In cases of sacroiliitis, edema is most prominent immediately adjacent to the sacroiliac joints, which will also typically exhibit a distinctly abnormal joint space. The edema of insufficiency fractures is generally farther removed, at the mid sacral ala or along the sacral foramina.

Although MRI is diagnostic in the presence of a sacral stress fracture, if any doubt remains, thin-section CT or radionuclide bone scan can be used for confirmation. If a CT is performed, coronal and/or sagittal CT reconstructions may be helpful for the detection of a horizontal fracture component.

Clinical Presentation

Sacral stress fractures are most commonly seen in elderly postmenopausal women with osteoporosis. They can also be found in patients that have undergone pelvic radiation therapy. As mentioned above, sacral stress fractures may also present in younger patients, particularly female long-distance runners. These fractures are likely underdiagnosed as a cause of back pain in long-distance running athletes.3

Symptoms are often nonspecific, with low back, buttock, or hip pain, exacerbated with weight bearing, occasionally rendering the patient unable to walk. The pain may be of gradual onset or may develop acutely following minor trauma.

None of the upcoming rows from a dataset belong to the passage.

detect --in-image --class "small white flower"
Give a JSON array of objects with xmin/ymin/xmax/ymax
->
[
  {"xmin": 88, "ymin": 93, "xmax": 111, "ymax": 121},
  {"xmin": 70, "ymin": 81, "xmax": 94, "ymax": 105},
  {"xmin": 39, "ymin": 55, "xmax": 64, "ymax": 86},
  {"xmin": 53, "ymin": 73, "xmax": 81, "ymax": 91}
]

The consequences of sacral stress fractures include chronic pain and disability, as well as development of additional fractures of the pelvic ring, particularly pubic. Neurologic complications of sacral stress fractures are very rare7, in contrast to sacral fractures of acute traumatic origin.


Treatment of sacral stress fractures usually consists of conservative measures, including pain control, limited weight-bearing, and gradual physical rehabilitation. Healing is typically achieved within four months. A new more aggressive approach that offers a significant reduction in recovery time is the percutaneous sacroplasty, although the merits and consequences of this procedure remain under evaluation.8


Chronic back pain poses a significant diagnostic and therapeutic challenge, particularly in elderly patients with multiple spinal abnormalities. MRI is an effective tool for the identification of most of the underlying causes. Of these causes, sacral insufficiency fractures are an occasionally subtle but important diagnosis, and one that can be reliably made on lumbar examinations by the careful MRI reader.

References and Additional Reading

1 Stroebel RJ, Ginzburg WW, McLeod RA. Sacral insufficiency fractures: an often unsuspected cause of low back pain. J Rheumatol 1991;18: 117-119.

2 De Smet AA, Neff JR. Pubic and sacral insufficiency fractures: clinical course and radiologic findings. AJR1985; 145:601 -606.

3 Major NM, Helms CA. Sacral stress fractures in long-distance runners. AJR Am J Roentgenol. 2000;174:727-729.

4 Johnson AW, Weiss CB Jr, Stento K, Wheeler DL. Stress fractures of the sacrum. An atypical cause of low back pain in the female athlete. Am J Sports Med. 2001;29:498-508.

5 Fredericson M, Salamancha L, Beaulieu C. Sacral stress fractures: tracking down nonspecific pain in distance runners. Physician Sportsmed. 2003;31:31-42.

6 Diel J, Ortiz O, Losada RA, Price DB, Hayt MW, Katz DS. The sacrum: pathologic spectrum, multimodality imaging, and subspecialty approach. RadioGraphics 2001;21:83-104.

7 Jacquot JM, Finiels H, Fardjad S, Belhassen S, Leroux JL, Plessier J. Neurological complications in insufficiency fractures of the sacrum. Three case reports. Rev Rhum (Engl Ed) 1999;66:109-14.

8 Whitlow CT, Mussat-Whitlow BJ, Mattern CWT, Baker MD, and Morris PP. Sacroplasty versus Vertebroplasty: Comparable Clinical Outcomes for the Treatment of Fracture-Related Pain. AJNR Am. J. Neuroradiol., August 1, 2007; 28(7): 1266 – 1270.